What other information might be available within images? Well, many smart phones come with global positioning capability enabled, and GPS information may be embedded within the images. Phil’s tool is capable of extracting that information, as well as a great deal of additional information that may be embedded within a number of image file formats.
A final thought on metadata such as we’ve discussed in this section: while metadata can be very useful and even immensely valuable to an analyst, the simple fact is that not all files have metadata, and not all files that do have metadata necessarily have all metadata fields populated; if the metadata isn’t there, it isn’t there. For example, some images captured on via cell phone cameras may not have GPS coordinates as part of the image EXIF data. This may be due to the fact that the cell phone is not a “smart” phone and did not have a GPS receiver, or that the software used to capture the image did not embed the data, or there could be other reasons.

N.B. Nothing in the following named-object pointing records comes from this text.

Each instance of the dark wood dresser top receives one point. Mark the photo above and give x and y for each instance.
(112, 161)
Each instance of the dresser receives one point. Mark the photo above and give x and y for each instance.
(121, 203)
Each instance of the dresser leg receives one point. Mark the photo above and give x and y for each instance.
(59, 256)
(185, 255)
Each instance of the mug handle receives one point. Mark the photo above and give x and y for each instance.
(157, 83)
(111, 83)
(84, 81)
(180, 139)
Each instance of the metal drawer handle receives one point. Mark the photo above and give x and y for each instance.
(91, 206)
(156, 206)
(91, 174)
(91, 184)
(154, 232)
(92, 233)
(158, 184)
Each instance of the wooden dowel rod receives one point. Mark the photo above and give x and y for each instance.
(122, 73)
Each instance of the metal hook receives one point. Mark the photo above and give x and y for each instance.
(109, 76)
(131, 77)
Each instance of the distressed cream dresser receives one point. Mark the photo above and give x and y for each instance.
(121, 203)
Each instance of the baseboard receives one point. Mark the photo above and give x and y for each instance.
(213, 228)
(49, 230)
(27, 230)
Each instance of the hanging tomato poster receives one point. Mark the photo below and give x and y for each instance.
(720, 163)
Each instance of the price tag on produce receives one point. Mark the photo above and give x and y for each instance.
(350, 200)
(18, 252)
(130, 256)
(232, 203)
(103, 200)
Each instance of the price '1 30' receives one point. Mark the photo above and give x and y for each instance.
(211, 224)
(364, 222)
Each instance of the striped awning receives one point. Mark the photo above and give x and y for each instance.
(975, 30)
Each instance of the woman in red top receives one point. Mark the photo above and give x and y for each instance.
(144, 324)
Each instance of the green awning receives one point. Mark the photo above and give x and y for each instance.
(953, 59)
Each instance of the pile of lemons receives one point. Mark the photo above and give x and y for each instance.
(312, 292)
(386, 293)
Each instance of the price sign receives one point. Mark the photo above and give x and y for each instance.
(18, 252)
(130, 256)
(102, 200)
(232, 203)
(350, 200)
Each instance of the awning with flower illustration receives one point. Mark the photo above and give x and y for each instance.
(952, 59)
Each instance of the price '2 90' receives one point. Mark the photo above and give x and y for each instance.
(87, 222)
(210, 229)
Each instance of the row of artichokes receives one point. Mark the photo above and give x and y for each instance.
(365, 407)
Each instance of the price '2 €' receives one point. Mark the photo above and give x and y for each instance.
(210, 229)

Windows systems contain a number of files in a variety of both open and proprietary formats. Depending on the type of case that you’re working or what you’re looking for, these files will be of varying importance. However, my intention in this chapter has been to make you aware of some of the various files (and formats) available, and how their contents have been used to further examinations. One particularly important aspect of this chapter has been to help you understand that in many cases, a file can be much more than just a binary stream of data. For example, if you understand the structure of the data, and how the various elements of the structure are used by an application, or even the operating system, you will then have some context associated with that data. I once worked with another analyst who had identified a particular string—a file name—within a Windows portable executable (PE) file (the structure of these files is discussed in Windows Forensic Analysis, Second Edition[3]). Before reporting this finding to the customer, further analysis needed to be completed; for example, did this file name refer to a DLL within the import table of the PE file, or was it the name of a file used as a data repository? The answer to this question, while relatively easy to determine, can have a significant impact on the overall examination.